# Grey's Anatomy



## sieglinde (Aug 11, 2002)

Grey's Anatomy is on at 9:30 tonight. Thursday the 9th.


----------



## KathyBrowncoat (Feb 10, 2006)

NNNNNNNNNOOOOOOOOooooooooooooo! They can't do that to me! I have plans tonight... and on the half hour...???? 

I don't suppose I"m lucky and it is a rerun????


----------



## Rob Helmerichs (Oct 17, 2000)

It's a rerun of the Superbowl episode.


----------



## WMMHOME (Oct 12, 2001)

'They can't do that to me! I have plans tonight"


UMMMM - That's why we have TIVO!


----------



## flutieman07 (Feb 13, 2006)

KathyBrowncoat said:


> NNNNNNNNNOOOOOOOOooooooooooooo! They can't do that to me! I have plans tonight... and on the half hour...????
> 
> I don't suppose I"m lucky and it is a rerun????
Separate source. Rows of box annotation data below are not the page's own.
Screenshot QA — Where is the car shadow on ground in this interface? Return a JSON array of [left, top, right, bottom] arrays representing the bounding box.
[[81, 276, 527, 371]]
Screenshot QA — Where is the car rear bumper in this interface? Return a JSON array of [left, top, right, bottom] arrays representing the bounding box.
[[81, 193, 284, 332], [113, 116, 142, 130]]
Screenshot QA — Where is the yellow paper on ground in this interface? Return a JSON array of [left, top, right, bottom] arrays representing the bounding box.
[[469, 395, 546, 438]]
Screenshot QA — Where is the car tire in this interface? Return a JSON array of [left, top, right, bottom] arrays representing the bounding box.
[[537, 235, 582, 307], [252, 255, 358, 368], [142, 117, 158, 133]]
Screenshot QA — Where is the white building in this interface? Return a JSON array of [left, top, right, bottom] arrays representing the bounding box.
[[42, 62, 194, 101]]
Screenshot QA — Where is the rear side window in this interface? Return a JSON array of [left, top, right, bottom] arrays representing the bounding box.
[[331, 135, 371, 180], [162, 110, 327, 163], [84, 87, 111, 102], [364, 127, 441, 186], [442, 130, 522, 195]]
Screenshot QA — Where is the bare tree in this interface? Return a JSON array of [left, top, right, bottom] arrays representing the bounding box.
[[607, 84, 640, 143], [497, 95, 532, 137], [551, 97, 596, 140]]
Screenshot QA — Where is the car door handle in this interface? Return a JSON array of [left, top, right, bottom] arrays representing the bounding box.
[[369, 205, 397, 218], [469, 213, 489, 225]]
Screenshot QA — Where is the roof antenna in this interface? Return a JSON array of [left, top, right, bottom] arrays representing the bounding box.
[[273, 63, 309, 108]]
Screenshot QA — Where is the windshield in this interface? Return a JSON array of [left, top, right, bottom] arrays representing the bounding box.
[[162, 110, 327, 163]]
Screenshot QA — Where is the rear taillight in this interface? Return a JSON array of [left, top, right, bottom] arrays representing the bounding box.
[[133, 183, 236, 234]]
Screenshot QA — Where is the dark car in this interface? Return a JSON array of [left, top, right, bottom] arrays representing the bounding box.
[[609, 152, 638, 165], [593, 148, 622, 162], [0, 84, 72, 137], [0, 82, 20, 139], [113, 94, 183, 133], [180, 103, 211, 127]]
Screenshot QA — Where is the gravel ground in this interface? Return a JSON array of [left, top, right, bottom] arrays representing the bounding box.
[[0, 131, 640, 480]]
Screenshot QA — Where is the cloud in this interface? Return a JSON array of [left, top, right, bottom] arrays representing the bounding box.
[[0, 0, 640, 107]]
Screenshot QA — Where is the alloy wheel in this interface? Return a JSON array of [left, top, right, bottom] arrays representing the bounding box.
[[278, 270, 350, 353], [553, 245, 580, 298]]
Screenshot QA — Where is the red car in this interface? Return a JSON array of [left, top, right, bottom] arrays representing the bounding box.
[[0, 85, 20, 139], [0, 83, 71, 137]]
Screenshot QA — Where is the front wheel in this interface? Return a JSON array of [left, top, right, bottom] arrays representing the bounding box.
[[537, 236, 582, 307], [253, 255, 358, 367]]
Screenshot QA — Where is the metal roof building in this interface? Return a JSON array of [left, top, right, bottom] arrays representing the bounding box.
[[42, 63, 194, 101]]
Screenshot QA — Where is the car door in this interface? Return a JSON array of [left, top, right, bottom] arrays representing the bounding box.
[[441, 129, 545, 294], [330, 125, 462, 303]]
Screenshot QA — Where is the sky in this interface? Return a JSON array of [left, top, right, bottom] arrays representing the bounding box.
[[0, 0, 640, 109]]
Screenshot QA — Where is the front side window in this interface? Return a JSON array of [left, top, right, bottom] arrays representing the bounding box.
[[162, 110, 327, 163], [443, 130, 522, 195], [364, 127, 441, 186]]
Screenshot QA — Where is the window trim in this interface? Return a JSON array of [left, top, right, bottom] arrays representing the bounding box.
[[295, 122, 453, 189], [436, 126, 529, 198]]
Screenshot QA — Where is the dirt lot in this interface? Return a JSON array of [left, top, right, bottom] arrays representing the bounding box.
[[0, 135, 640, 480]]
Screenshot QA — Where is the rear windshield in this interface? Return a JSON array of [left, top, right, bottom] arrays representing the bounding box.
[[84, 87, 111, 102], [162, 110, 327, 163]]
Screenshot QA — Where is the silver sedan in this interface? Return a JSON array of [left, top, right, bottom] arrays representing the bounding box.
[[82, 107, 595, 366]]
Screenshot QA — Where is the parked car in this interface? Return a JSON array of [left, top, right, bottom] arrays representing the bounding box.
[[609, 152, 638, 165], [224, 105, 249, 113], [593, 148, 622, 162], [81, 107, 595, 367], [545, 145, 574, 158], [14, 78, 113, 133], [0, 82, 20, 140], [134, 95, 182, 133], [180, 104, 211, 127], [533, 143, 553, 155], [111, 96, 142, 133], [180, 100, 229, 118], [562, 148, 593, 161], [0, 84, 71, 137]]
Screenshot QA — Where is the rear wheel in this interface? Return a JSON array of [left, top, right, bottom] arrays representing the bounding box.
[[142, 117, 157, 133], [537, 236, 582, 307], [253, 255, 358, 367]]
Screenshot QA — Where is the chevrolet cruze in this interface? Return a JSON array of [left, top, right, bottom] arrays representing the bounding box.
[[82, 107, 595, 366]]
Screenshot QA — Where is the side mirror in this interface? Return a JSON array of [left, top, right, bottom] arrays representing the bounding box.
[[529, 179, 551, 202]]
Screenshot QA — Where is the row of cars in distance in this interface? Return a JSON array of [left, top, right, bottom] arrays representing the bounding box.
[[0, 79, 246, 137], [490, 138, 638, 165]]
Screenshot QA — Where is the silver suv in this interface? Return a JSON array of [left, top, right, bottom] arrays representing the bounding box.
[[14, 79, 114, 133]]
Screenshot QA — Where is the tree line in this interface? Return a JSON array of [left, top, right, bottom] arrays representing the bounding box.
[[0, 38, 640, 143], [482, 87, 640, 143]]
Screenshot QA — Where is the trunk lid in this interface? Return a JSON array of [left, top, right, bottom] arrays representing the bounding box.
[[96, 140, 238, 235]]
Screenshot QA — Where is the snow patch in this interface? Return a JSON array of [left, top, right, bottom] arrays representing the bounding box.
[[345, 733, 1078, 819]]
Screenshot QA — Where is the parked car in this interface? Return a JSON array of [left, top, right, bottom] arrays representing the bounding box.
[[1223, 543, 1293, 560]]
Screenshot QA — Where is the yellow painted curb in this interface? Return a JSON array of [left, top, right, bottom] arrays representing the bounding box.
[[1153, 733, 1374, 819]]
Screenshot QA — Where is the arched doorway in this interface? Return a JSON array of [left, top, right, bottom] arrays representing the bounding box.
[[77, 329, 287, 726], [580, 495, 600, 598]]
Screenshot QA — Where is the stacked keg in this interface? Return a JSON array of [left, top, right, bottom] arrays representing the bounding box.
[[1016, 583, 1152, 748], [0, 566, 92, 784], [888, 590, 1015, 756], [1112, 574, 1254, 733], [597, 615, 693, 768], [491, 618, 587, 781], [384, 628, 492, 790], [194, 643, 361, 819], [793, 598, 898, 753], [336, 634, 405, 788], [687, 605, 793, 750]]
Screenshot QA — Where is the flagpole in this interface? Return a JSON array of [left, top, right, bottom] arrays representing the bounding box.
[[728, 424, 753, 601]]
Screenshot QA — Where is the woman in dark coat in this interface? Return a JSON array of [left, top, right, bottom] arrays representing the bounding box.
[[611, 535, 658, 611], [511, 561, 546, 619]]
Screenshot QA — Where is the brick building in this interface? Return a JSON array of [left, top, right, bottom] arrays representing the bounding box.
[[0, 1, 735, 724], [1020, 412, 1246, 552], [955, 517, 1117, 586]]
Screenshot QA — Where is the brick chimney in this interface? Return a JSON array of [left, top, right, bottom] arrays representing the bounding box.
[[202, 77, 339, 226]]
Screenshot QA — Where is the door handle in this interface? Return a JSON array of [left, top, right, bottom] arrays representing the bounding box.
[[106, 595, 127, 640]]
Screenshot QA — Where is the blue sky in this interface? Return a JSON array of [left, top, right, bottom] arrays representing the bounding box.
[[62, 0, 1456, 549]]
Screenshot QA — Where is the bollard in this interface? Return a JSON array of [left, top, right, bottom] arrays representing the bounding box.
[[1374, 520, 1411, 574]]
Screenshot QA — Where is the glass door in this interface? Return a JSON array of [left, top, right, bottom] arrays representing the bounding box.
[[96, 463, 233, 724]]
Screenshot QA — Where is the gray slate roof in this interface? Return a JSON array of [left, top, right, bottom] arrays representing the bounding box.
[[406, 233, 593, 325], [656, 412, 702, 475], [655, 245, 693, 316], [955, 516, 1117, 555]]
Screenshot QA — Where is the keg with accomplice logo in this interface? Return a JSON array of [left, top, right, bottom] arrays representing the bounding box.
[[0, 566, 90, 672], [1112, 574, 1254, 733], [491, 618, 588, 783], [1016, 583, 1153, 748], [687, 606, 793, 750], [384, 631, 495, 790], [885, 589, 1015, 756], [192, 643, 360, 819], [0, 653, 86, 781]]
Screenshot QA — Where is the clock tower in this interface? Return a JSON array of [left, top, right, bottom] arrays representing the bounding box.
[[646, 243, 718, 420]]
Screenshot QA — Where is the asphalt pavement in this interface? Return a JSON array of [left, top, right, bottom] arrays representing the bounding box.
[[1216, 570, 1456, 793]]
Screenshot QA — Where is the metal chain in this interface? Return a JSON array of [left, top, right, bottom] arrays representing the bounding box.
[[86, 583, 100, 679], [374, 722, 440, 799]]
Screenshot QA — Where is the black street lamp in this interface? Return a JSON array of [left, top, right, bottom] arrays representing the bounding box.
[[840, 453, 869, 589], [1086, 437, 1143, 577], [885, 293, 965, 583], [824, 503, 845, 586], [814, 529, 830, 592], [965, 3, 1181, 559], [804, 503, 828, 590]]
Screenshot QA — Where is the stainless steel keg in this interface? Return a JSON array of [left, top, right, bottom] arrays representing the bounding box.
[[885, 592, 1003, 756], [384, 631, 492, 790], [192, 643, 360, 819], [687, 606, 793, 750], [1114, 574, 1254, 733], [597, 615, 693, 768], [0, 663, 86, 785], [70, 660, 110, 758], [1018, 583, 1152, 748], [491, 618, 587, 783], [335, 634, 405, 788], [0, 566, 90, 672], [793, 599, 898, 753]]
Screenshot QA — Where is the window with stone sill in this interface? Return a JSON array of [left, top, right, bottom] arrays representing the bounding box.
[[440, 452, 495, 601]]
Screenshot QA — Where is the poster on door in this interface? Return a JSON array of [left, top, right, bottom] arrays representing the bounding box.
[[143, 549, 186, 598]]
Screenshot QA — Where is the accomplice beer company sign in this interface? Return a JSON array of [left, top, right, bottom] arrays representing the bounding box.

Are you new to the concept of Tivo?


----------



## sieglinde (Aug 11, 2002)

Maybe he has one tuner.


----------



## KathyBrowncoat (Feb 10, 2006)

Yes I'm new to Tivo... and I check the boards from work and knew I wouldn't be near my tivo again before it aired... making me grateful it turned out to be a rerun... (and I should figure out if I'm in the land of one tuner or two...)


----------



## willbhome (Aug 28, 2002)

Kathy, the basic difference is, if it's DirecTV w/Tivo, it's two tuners; if stand-alone, it's one.
My understanding, anyway.


----------



## KathyBrowncoat (Feb 10, 2006)

Thanks willbhome, that means, as I suspected, I live in the land of one tuner... which is a bummer cuz two tuners was sounding cool!


----------